Several long moments of silence passed as he mastered his rage. During this time, Kellhus studied the faces of the imperial retinue: the seamless arrogance of the Emperor’s nephew, Conphas; the panic of the slaves, so attuned to their master’s tumultuous passions; the tight-lipped disapproval of the Imperial Counsels, arrayed in a semicircle behind their Emperor—their centre. And . . .
A
different
face, among the Counsels . . . a troubling face.
It was the subtlest of incongruities, a vague wrongness, that drew his attention at first. An old man dressed in fine charcoal silk robes, a man obviously deferred to and respected by the others. One of his companions leaned to him and muttered something inaudible through the rumble of voices. But Kellhus could see his lips:
Skeaös . . .
The Counsel’s name.
Drawing a deep breath, Kellhus allowed the momentum of his own thought to slow and still. Who he was in his everyday concourse with other men ceased to exist, peeled away like petals in bloom. The tempo of events slowed. He became a
place,
a blank field for a single figure: the weathered landscape of an old man’s face.

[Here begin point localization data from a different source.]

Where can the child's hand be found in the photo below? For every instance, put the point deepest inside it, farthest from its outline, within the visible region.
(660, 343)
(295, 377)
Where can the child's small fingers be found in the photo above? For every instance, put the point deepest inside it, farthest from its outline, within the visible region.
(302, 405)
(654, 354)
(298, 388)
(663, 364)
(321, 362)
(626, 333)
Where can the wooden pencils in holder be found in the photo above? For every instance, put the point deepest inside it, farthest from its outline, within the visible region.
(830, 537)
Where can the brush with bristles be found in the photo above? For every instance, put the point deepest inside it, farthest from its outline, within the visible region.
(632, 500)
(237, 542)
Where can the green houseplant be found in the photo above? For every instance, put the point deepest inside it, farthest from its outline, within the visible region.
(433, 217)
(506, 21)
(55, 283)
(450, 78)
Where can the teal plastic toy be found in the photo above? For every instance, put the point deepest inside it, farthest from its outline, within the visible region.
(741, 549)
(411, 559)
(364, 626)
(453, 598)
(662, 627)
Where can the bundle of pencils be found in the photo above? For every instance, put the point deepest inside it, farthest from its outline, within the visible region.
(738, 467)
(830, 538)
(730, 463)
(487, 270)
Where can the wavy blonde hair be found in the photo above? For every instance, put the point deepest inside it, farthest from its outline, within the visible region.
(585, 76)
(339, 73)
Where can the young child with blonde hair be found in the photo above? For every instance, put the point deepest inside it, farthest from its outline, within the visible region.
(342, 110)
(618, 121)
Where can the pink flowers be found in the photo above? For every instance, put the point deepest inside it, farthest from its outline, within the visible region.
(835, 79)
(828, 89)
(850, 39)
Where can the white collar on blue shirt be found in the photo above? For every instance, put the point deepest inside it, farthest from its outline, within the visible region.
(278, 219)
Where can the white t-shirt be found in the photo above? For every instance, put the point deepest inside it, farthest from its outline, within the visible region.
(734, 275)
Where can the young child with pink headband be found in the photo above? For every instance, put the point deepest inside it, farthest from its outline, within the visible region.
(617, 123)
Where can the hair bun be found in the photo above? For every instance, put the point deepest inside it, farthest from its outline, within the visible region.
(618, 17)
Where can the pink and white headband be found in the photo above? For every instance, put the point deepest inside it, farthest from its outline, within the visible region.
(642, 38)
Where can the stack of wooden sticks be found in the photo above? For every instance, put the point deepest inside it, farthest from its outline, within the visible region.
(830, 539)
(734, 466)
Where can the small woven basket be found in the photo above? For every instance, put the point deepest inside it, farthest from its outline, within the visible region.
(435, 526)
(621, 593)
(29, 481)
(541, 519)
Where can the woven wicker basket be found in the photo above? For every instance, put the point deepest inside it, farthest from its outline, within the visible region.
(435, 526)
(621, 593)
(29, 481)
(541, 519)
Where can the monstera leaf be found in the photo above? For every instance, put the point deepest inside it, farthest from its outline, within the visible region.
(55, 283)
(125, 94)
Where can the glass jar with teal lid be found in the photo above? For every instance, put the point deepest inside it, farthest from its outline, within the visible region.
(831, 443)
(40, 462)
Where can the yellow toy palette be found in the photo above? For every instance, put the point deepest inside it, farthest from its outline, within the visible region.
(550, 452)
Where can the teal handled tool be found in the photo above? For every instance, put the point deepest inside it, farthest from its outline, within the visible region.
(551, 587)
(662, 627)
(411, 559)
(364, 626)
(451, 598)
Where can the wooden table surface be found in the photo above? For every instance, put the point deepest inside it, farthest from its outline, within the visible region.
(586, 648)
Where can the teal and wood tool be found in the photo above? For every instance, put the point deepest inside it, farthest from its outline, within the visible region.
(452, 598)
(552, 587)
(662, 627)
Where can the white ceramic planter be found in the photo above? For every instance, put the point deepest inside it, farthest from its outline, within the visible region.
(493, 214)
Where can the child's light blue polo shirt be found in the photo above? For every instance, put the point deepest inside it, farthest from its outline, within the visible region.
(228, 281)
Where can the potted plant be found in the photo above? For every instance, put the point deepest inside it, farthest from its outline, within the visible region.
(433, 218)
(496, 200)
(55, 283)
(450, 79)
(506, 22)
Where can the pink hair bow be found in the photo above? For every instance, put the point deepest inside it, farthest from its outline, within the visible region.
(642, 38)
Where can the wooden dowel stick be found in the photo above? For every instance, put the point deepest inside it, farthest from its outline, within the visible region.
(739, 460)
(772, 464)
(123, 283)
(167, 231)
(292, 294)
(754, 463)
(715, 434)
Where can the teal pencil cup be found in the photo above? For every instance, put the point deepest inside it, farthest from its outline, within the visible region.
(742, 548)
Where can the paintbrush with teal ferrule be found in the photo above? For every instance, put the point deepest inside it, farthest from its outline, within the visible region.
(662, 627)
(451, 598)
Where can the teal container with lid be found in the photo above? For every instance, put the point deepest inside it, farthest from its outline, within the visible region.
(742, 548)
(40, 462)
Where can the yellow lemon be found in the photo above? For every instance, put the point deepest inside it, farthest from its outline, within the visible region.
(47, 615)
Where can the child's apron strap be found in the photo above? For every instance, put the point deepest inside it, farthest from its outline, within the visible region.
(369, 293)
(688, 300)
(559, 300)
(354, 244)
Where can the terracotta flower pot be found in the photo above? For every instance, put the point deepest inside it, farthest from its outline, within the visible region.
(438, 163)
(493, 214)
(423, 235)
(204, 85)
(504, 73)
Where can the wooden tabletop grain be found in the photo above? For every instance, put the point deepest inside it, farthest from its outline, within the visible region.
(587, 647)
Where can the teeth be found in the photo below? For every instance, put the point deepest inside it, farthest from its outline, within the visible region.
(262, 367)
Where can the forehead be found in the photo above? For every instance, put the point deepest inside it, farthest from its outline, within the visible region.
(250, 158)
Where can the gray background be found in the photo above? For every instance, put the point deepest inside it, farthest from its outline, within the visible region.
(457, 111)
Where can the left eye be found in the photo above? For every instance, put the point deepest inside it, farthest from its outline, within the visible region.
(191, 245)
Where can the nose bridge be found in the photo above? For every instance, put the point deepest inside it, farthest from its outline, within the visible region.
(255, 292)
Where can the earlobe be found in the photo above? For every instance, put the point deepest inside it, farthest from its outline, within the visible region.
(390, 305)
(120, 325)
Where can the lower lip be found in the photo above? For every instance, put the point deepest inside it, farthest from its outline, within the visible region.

No perceptible blush reflex. Disconnect between heart rate and apparent expression—
But the drone of surrounding voices trailed into silence, and he withdrew, reassembled. The Emperor was about to speak. Words that could seal the fate of the Holy War.
Five heartbeats had passed.
What could this mean? A single, indecipherable face among a welter of transparent expressions.
Skeaös . . . Are you my father’s work?